Meritocracy, in other words, prevails. But it does so not only because a meritocratic organisation excels at dealing with technological ambiguity and also suits non-profit organisations as a suitable motivation mechanism, the F/OSS community is a community of peers. From a certain viewpoint, even the dominant F/OSS license can be understood as a community norm.






The Crisis of the Left

The Left has left many with unanswered dilemmas, if not a bitter taste. The root of the problem, according to Immanuel Wallerstein, is that the Old Left claimed that once it seized power, it would change the world forever. The rhetoric indeed proved successful to catapult leftist movements to state control and by the mid-1960s leftist movements reigned throughout the world. Yet, their inability to transform the world along the lines of an open and affluent society, led to the social upheaval of 1968, a world revolution characterised by a widespread disillusionment associated with the fact that the promises made by the Old Left were in great supply but their real-world implementations fell short of pragmatism. Promises remained only that – mere promises. So the Old Left resorted to an ever-continuing series of debates and discussions about alternatives, which, it should be evident by now, led nowhere. For the next thirty years or so, the quest for alternatives did not bear fruit, and the socio-economic vacuum that the Left’s failure indirectly forced into being proved to be a craterfor ideas of unfettered free markets, laissez-faire economics, and corporate-led globalisation [ref].

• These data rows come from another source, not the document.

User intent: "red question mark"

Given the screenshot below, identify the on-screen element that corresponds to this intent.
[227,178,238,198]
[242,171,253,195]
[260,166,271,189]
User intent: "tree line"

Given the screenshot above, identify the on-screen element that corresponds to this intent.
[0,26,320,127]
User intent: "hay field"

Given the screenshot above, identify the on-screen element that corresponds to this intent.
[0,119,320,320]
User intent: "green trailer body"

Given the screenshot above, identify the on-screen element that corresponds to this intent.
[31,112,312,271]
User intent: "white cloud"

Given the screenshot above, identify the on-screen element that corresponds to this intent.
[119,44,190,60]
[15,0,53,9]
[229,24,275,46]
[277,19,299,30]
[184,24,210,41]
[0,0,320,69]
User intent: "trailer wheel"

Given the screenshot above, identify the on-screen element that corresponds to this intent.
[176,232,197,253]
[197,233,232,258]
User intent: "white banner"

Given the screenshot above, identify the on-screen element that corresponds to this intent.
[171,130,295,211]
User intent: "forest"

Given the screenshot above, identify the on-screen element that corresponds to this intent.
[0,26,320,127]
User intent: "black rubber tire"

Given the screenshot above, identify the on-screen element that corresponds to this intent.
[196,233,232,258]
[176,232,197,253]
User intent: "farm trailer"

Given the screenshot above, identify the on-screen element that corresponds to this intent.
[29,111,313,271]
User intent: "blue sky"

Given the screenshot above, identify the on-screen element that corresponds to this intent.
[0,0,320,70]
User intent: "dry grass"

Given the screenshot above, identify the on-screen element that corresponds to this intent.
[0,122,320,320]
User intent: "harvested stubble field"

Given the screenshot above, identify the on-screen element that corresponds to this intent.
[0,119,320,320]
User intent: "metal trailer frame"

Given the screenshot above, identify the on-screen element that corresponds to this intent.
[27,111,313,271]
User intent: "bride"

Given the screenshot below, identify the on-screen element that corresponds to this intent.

But as globalisation became the dominant socio-economic paradigm in the post-Cold War era and the exclusivity promoted by meetings such as the World Economic Forum and Davos became the norm in discussions of democratic progress, the situation took another unpredictable turn, and with the first roar of the counter globalisation movement in Seattle in 1999, it entirely spun out of control. The alternative to the state-centricity that the Old Left was so fixated on, and so sadly incompetent to discard, seemed to take shape in the seemingly anarchic model of organisation of the massive street protests that brought the official negotiations to a halt. Coupled with the emergence of a spectrum of literary works that celebrate the brute force of the movement, as well as its hugely diverse dialectic, the New Left finds its most powerful expression in the movement of the multitudes. This is the New Left, traditional Left’s metamorphosis through the Third Way notwithstanding. As Michael Hardt remarks, “There are indeed two primary positions in the response to today’s dominant forces of globalization: either one can work to reinforce the sovereignty of nation-states as a defensive barrier against the control of foreign and global capital, or one can strive towards a non-national alternative to the present form of globalization that is equally global.”[ref]. XXXXXX


Visualising the Empire

In hindsight, it should come as no surprise that Empire [ref], the theoretical analysis of global biopolitical production and control by Toni Negri and Michael Hardt, has come to be regarded as the most influential critique of capitalism and globalisation in the more radical streams of the counter-movement. Although Negri and Hardt’s style is difficult to absorb as they often write in metaphysical and philosophical terms, their train of thought is clear from the beginning. Globalisation, they contend, is a system that has grown larger than any individual state, and is thus outside the reach of any single party restrained by geography. Globalisation, on these premises, is not controlled by the US, and its evolution rests upon its own ability to disseminate memes in much the same way that viruses propagate through networks of human hosts. As such, any response to that system that wants to be taken seriously should be equally global, liberated from local politics, and incorporating its own evolutionary logic. The response, the authors postulate, should not be awash with blood (although it could be), and as Negri himself often hints, there is a striking analogy and parallel with the networks of Christians who, in anticipation of the collapse of the Roman Empire, formed resilient socio-economic networks capable of withstanding the turmoil unleashed by the decadence of the dominant system [ref]. The Empire that Hardt and Negri describe is synonymous to globalisation, and its nemesis is not likely to be realised from hostile, armed opposition to all-things-American. Instead, the nemesis of globalisation, which could also be seen as a spontaneous re-conceptualisation of what civil society and democracy stand for, is reborn through the multitudes.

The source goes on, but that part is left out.